Para começar, muitas pessoas ainda acham que ao carregar as baterias dos seus carros elétricos o estão a fazer com eletricidade produzida a partir de energias fósseis, como o carvão, por exemplo. De acordo com a Eurelectric, 58% da geração de eletricidade na Europa já é isenta de emissões poluentes. Em Portugal, a APREN diz que, em média, 56% da eletricidade produzida e consumida no país é de fonte renovável. Além disso, garante a associação das elétricas europeias, na maioria dos países membros da UE é possível escolher postos de carregamento que apenas usam energia renovável. 93% da população europeia tem mesmo a opção de usar eletricidade 100% de fonte renovável para carregar o seu veículo, graças aos mecanismos de Garantias de Origem que certificam a origem da energia. Em Portugal, o governo já anunciou para este ano a criação de um sistema de Garantias de Origem, que até agora não existe.

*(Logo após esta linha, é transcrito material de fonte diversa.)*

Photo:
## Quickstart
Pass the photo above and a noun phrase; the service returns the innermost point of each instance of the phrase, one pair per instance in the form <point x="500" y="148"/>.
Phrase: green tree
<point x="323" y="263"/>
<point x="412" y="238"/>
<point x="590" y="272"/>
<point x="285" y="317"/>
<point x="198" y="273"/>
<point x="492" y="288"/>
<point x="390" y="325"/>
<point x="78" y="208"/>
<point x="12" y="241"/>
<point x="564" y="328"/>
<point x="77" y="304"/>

Da mesma forma, existe a crença de que a mudança em massa para uma frota elétrica a nível europeu irá fazer com que a rede colapse e torná-la estável iria exigir investimentos demasiado avultados. Garante a Eurelectric que mesmo num cenário em que 80% dos carros de passageiros fossem elétricos, isto levaria apenas a um aumento de 10 a 15% no consumo total de eletricidade. De facto, à medida que a percentagem de veículos elétricos cresce, é possível limitar significativamente os investimentos adicionais em redes de distribuição, graças ao carregamento inteligente: tendo em conta que os carros estão estacionados 95% do seu tempo, as suas baterias podem ser usadas para estabilizar a rede, enquanto os proprietários dos carros são remunerados pela energia que injetam na rede.

Por forma a estimular a mobilidade elétrica, o que deve vir primeiro? Mais carros elétricos nas estradas? Ou a construção de uma rede pública de carregamento espalhada por todo o país, com uma capacidade otimizada de 10 veículos por posto? De acordo com a Eurelectric, esta questão não se coloca porque no final de 2018 já existiam 150 mil postos públicos de carregamento por toda a Europa. Outra tendência tem a ver com o facto de que muitos proprietários preferem carregar o carro em casa ou no trabalho, uma tendência que se vai acentuar no futuro e chegar aos 85%. Enquanto isso, em pelo menos 17 países europeus existem apoios públicos para a construção de rede de carregamento, com vista aos utilizadores que não têm garagem ou não podem carregar em casa ou no trabalho.

Um das grandes queixas prende-se com o facto de que carregar um veículo elétrico demora demasiado tempo, mas isso depende da capacidade da bateria instalada no veículo. Por toda a Europa já há postos de carregamento super rápidos (150 kW – 80% da bateria carregada em 20 minutos), mas o número de veículos com capacidade para carregar a esta velocidade ainda é limitado. Em casa, carregar o carro durante a noite com um carregador de 11kW demora cerca de seis horas, no caso de uma bateria de de 60kWh, com autonomia para cerca de 300 quilómetros. De última geração são os carregadores de 350 kW, que deixam o carro carregado em apenas oito minutos.

Por último, um mito recorrente diz que não de pode carregar um caro elétrico à chuva, sob pena de ser eletrocutado. Mas claro que os veículos vêm equipados de série com uma tecnologia que permite carregamentos em qualquer situação meteorológica mais adversa.